In effect, they were saying that the Biblical terms for male and female indicating clear distinctions between the two, will have become incomprehensible. Forty two years later we find:
* A gender-neutral pronoun has been proposed for use in Sweden’s public schools
* ‘M’ and ‘F’ are disappearing from birth certificates and passport applications in Western countries
* ‘Parent’ or ‘progenitor’ A and B are replacing mother and father
Christians' response
Despite these trends, many Christians fail to consider a discussion on gender to be important. But the direction the West is taking leads to a future inhospitable to Christian truth. 2000 years of Judaeo-Christian values underpinning society with the normative male/female distinctions will become, to use Peter Jones’ phrase, ‘homophobically unspeakable, culturally silenced and legally prohibited.’
By its very nature, on a cultural level, monism leads to homosexuality while theism leads to heterosexuality. As the West increasingly embraces the new spirituality (neo-paganism) it is buying into the homosexual/androgynous lifestyle. This latter will be the dedicated opponent of orthodox biblical Christianity.
The future
Many Christians think nothing much will change if the law allows gay marriage. In fact, normal social relationships will be drastically altered to make room for people such as Robert Lopez, who grew up in a ‘genderless’ gay household learning ‘few recognisable social cues . . . for how to act, how to speak, how to behave, in the outside world.'
The normal heterosexual world will be demeaned, side-lined and then condemned to silence. Already, in California, all public schools have to include positive discussions of trans-genderism, bisexuality and homosexuality. All other viewpoints are now silenced. Traditional Christian views at the Vanderbilt University have been forbidden, in the name of diversity. In the UK, Ofsted inspectors have applauded primary schools where transgender is accepted and encouraged amongst children as young as 4 or 5.
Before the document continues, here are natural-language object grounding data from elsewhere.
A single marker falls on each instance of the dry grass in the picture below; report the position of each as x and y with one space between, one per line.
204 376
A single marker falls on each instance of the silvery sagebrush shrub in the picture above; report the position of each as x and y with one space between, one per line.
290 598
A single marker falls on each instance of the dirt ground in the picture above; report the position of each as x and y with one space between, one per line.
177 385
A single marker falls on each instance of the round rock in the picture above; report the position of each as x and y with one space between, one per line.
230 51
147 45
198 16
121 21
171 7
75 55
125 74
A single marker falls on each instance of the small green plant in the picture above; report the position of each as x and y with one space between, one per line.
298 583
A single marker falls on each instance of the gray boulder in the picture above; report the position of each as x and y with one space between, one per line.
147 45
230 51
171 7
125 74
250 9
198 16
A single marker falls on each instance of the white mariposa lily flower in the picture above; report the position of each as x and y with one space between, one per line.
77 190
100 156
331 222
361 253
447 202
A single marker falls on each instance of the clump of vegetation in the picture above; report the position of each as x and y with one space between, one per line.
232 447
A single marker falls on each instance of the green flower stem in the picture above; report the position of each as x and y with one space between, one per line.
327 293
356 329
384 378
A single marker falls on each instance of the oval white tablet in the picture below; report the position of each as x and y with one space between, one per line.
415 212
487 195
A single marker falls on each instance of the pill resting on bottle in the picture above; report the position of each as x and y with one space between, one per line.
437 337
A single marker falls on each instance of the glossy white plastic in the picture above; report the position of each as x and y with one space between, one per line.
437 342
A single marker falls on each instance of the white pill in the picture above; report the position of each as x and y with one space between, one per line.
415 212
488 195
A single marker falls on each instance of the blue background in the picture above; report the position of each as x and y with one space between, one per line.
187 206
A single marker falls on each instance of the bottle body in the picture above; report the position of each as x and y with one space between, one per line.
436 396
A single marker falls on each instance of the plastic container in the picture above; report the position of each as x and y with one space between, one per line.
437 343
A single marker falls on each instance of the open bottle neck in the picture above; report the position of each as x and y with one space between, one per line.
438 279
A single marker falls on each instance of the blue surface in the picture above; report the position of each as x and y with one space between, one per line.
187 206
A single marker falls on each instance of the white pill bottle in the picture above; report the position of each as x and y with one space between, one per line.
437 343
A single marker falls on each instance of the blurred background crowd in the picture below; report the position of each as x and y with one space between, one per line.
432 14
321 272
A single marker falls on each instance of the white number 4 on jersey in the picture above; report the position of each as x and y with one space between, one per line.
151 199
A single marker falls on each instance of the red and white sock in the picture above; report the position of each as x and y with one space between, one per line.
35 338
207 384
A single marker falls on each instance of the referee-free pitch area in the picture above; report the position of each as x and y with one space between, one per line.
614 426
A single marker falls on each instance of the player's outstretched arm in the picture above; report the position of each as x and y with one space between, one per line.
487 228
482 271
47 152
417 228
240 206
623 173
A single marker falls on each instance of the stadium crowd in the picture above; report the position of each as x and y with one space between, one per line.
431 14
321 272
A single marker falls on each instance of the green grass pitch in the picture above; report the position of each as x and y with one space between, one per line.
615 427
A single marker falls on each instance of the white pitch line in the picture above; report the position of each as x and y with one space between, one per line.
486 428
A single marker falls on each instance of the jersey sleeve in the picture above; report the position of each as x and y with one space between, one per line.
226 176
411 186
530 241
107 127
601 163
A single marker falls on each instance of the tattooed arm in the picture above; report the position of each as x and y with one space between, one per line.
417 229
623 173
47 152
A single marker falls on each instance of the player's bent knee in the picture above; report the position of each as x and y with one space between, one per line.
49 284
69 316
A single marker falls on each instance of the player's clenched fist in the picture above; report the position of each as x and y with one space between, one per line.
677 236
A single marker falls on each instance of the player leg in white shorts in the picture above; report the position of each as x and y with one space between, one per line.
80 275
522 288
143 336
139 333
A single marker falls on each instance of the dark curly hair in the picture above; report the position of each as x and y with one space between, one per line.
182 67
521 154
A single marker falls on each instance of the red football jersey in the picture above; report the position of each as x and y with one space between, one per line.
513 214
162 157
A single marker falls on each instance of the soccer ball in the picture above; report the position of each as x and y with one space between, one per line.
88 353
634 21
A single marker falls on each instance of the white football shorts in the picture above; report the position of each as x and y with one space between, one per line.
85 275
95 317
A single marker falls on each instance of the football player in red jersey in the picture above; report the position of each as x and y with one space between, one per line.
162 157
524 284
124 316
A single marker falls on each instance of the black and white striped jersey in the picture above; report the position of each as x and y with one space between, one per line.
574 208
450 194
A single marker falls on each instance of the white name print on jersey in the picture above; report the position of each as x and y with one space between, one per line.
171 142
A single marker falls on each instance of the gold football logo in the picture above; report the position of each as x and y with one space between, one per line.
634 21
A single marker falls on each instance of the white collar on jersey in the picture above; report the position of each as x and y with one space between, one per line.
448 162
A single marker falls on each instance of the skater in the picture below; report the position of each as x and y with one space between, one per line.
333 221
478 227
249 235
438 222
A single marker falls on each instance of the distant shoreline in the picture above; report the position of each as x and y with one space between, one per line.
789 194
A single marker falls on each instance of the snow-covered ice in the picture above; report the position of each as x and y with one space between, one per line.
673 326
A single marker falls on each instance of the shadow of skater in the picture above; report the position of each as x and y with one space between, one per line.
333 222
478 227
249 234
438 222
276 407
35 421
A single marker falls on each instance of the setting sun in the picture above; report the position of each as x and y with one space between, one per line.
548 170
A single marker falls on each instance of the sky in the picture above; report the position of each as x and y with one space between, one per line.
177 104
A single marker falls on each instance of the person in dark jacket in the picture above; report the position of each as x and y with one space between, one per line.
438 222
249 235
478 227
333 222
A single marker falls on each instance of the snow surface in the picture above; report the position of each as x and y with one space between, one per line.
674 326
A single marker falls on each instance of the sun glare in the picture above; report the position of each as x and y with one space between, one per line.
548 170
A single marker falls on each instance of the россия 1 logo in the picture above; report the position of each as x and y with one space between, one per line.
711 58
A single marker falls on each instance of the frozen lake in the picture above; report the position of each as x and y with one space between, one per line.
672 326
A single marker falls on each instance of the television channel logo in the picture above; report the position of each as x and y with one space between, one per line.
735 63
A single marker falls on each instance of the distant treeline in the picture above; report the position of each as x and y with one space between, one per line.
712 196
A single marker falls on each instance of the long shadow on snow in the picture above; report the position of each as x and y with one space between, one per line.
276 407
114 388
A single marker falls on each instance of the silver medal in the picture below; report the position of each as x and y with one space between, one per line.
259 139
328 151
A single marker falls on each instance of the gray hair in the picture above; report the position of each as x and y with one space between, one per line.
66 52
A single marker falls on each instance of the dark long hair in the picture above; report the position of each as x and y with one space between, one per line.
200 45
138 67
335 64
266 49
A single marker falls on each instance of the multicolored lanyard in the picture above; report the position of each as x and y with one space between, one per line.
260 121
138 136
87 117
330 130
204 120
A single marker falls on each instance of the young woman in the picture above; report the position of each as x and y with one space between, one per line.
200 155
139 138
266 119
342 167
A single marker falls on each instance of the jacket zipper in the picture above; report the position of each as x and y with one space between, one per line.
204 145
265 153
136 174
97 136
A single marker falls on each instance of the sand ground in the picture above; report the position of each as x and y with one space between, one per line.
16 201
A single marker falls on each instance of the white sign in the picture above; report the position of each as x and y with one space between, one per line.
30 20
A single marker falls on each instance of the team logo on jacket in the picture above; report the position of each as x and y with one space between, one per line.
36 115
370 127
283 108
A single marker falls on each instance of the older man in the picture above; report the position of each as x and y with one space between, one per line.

There is no doubt that gender, already a big issue, will become even more so in the near future. Lauren Winner, author of ‘Real Sex’ says this:
We need to ask ourselves whether the starting point for a scriptural witness on sex is the isolated quotation of ‘thou shalt not’ or whether a scriptural ethic of sex begins instead with the totality of the Bible, the narrative of God’s redeeming love and humanity’s attempt to reflect that through our institutions and practices.
Here at Christian Spectrum we're committed to a thoroughly Biblical worldview, where Creator and created are distinctly separate, where man and woman are distinctly different, where marriage is distinctly between a man and a woman, and where the marriage supper of the Lamb is distinctly between the Redeemer and those redeemed through the blood of Jesus. Vive la difference!